Partie d’un capital social initial de 500 millions de FCFA, la société Mekin Hydroelectric Development Corporation (Hydro-Mekin), créée le 18 octobre 2010 par le président de la République, Paul BIYA, fonctionne aujourd’hui avec 7,5 milliards de FCFA. En dehors du capital social qui a été multiplié par 15 en dix ans, l’entreprise reçoit des subventions de l’Etat venant soit du ministère de l’Économie, de la planification et de l’Aménagement du territoire (Minepat), soit du ministère de l’Eau et de l’Energie (Minee). C’est dire que l’Etat, unique actionnaire, est fondée à en attendre le juste retour de son investissement. Même si cela prend les allures d’un vœu pieu.

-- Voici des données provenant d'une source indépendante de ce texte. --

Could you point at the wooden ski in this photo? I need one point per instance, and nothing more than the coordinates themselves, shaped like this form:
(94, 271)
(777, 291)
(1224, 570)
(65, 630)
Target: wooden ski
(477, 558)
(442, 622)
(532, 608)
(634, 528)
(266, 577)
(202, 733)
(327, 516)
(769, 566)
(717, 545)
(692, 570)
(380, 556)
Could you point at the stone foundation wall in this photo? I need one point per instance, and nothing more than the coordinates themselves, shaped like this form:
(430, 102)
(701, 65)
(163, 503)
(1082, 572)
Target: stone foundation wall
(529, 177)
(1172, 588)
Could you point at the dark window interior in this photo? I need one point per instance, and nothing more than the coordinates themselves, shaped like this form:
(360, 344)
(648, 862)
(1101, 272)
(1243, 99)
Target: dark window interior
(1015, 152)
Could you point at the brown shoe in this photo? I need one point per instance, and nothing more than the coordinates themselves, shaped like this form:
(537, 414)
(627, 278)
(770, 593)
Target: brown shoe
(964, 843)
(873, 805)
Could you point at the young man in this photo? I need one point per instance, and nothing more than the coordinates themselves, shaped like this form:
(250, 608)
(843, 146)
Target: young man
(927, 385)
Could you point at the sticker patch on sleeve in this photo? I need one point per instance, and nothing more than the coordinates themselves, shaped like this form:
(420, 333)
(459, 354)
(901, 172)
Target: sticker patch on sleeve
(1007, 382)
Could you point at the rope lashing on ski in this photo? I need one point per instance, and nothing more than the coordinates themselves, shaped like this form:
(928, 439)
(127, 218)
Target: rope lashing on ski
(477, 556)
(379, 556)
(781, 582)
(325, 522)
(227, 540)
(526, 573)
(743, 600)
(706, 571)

Lors de sa création, Hydro-Mekin, a reçu pour missions de concevoir, financer, construire et exploiter la centrale hydroélectrique de Mekin et d’autres aménagements sur le bassin du Dja ainsi que la mise en place des équipements et infrastructures associés, liés à leur exploitation. Fruit de la coopération sino-camerounaise, le barrage de Mekin est financé par Eximbank de Chine à hauteur de 85% du coût du projet soit 25 milliards de FCFA avec 15% de contrepartie camerounaise.
Pourtant des espoirs naissants
Une délégation interministérielle conduite par l’ex Ministre de l’énergie et de l’eau, Basile Atangana Kouna, s’était rendu à Mekin dans la région du Sud, en juillet 2012 pour évaluer les installations qui devront accueillir la cérémonie de la pose de la première pierre du barrage hydroélectrique de Mekin. « Le Cabinet civil nous a instruits de venir à Mekin qui va accueillir la cérémonie de la pose de la première pierre », avait confié Basile Atangana Kouna aux médias camerounais.
Le Ministre de l’énergie et de l’eau et Louis-Paul Motazé, le secrétaire général des services du Premier ministre ont demandé à Hydro-Mekin, le maître d’ouvrage, de changer le site de la tribune présidentielle. « Il faut un site qui permettrait au maître des cérémonies de voir les travaux déjà effectués », avait déclaré le ministre. Selon le ministère de l’Energie et de l’Eau à l’époque, le barrage hydroélectrique de Mékin va permettre la sécurisation de la partie australe du réseau interconnecté SUD dans le cadre d’un fonctionnement de la centrale en réseau interconnecté d’une part, et en réseau séparé d’autre part. Il permettra aussi d’alimenter prioritairement l’ensemble des huit communes du département du Dja et Lobo. A terme, le barrage pourrait assurer l’interconnexion électrique avec les pays voisins du Cameroun. De plus, une usine de pied d’une puissance de 15 MW et une ligne d’évacuation d’énergie de 33 km le long de Mékin, au lieu-dit Ndjom Yekombo (station d’interconnexion au RIS), devaient être construits.
Pour la réalisation de ce pour ce projet, une convention de financement a été signée depuis le 07 janvier 2010 entre les deux parties. Un contrat EPC [« projet clé en main », Ndlr], d’un avait été signé avec l’entreprise China National Electric Engineering Co. Ltd chargée d’exécuter les travaux depuis le 25 octobre 2010.
C’est donc à juste titre que dans son discours d’ouverture du comice agro-pastoral d’Ebolowa, le 17 janvier 2011, Paul Biya annonce : « J’ai aussi décidé de faire démarrer le plus tôt possible les travaux de construction d’un certain nombre d’ouvrages. Il s’agit notamment, vous le savez (…) du barrage hydroélectrique de Mekin ». Selon la documentation officielle, les travaux sont prévus pour 36 mois à compter de fin février 2012. Cette infrastructure est alors le premier projet et « priorité » dans le portefeuille de Hydro-Mekin. Huit ans plus tard, le chantier n’est toujours pas livré.
Entre grève et conditions de travail dénoncées
Le quotidien Le Jour avait annoncé le 3 juin 2013 que les employés ont observé un arrêt de travail entre le 29 et le 31 mai 2013 sur le chantier de construction du barrage hydroélectrique de Mékin, dans la région du Sud au Cameroun. Selon le journal, ce débrayage a été consécutif au limogeage de Bonaventure Nnama, porte-parole des employés, lors de la dernière visite du ministre camerounais du Travail, Grégoire Owona, sur le chantier du barrage. Très incisif dans sa prise de parole, M. Nnama avait dénoncé les conditions de travail sur le chantier révélant que les employés dormaient sur des planches, que ceux-ci ne recevaient pas la paie relative aux heures supplémentaires. M. Nnama avait par ailleurs révélé que l’employé le mieux payé gagnait 200 000 FCFA, alors que le Chinois le moins rémunéré empochait 800 000 FCFA par mois.